Predicted Changes for March Fuel Prices:

Petrol 93: Increase of 26 cents per litre
Petrol 95: Increase of 13 cents per litre
Diesel 0.05% (wholesale): Increase of 8 cents per litre
Diesel 0.005% (wholesale): No change
Illuminating paraffin: Increase of 20 cents per litre

Meanwhile, South Africa’s rand remained relatively unchanged on Monday as investors await finance minister Enoch Godongwana’s budget speech later this week, which will provide key insights into the country’s economic outlook. The rand was trading at R18.35 to the dollar.

Analysts are focused on the budget presentation to Parliament on Wednesday, where the government will outline its spending priorities, revenue measures, and updated economic forecasts for the year.

According to a Reuters poll, analysts expect the country’s budget deficit forecasts to widen beyond the estimates made in October for the next three years.

This comes after a turbulent period in which markets digested a series of executive orders by Donald Trump, as well as the growing concerns about trade tensions between the U.S. and South Africa, and Trump’s broader tariff policies.
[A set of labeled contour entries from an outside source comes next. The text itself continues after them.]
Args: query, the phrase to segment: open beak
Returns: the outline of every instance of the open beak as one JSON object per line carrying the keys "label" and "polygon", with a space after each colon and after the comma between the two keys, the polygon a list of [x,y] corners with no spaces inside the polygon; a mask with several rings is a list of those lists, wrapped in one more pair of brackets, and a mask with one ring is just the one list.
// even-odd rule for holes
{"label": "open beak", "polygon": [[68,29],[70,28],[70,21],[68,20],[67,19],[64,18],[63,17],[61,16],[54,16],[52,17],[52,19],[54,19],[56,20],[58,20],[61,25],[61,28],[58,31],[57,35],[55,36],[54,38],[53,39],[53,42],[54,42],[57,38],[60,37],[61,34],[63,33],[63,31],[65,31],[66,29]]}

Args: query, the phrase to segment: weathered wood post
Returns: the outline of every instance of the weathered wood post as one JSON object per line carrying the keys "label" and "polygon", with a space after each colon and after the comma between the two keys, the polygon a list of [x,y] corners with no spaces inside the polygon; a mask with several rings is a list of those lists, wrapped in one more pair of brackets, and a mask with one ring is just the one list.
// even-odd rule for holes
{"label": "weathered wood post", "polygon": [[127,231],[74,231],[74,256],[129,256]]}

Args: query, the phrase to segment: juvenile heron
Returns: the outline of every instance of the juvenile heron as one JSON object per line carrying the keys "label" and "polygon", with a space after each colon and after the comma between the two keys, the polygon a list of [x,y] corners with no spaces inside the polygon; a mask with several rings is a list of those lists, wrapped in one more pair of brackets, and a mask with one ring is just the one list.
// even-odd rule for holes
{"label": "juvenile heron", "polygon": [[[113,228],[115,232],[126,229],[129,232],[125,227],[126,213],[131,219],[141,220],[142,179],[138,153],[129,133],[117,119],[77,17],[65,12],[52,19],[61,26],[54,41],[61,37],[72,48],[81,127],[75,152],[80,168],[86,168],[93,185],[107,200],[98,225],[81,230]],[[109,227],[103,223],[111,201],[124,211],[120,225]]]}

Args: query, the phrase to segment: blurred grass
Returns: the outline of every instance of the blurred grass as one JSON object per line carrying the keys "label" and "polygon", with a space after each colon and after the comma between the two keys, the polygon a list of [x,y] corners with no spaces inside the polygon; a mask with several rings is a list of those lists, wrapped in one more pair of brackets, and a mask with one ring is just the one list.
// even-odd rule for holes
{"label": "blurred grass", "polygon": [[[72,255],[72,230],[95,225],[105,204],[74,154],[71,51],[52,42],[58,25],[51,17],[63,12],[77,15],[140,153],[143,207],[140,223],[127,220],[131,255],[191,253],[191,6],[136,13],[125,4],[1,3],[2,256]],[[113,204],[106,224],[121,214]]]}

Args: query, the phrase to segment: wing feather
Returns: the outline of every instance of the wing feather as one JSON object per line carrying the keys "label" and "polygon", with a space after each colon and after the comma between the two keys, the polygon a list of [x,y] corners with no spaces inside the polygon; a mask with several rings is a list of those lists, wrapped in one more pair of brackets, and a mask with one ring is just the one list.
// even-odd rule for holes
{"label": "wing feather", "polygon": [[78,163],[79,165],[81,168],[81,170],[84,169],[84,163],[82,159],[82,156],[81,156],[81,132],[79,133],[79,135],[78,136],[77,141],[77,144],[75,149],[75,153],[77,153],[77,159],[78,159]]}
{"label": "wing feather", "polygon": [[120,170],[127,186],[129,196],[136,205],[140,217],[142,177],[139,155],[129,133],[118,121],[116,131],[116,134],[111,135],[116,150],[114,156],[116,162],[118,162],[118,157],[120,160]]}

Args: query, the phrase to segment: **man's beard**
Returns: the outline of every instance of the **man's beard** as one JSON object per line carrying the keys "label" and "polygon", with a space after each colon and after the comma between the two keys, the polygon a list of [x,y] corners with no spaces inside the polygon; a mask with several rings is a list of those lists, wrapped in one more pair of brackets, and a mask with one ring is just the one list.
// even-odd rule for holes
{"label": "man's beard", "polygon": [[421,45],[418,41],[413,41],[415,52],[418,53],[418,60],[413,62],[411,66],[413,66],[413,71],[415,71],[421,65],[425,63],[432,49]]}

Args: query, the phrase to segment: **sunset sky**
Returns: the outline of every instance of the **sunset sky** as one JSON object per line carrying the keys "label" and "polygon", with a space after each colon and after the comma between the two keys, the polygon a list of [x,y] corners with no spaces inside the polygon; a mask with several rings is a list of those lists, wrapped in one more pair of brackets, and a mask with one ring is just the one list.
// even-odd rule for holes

The recent rally in oil prices during January has given way to a sell-off in February, as the market begins to factor in the risks of a trade war that could dampen economic growth and oil demand in major global economies.

Concerns over the impact of the new US administration’s tariffs, as president Trump seeks to reduce America’s trade deficit, have spooked the oil market in February, exacerbating fears that trade frictions could lead to an economic slowdown.

A crude oil price decline, which began last week, continued today, with benchmark prices dipping further amid growing speculation that the end of the Russia-Ukraine war could be imminent.

Brent crude was trading at $74.77 per barrel.

“Markets are down on the prospect of a Russia-Ukraine ceasefire and potential sanction relief on Moscow,” said NS Trading president Hirouyki Kikugawa in an interview with Reuters.

“Concerns over an economic slowdown from tariff wars, driven by Trump’s actions, are also weighing on prices,” Kikugawa added, noting that prices could slip further below $70 per barrel, which would negatively impact drilling operations in the United States.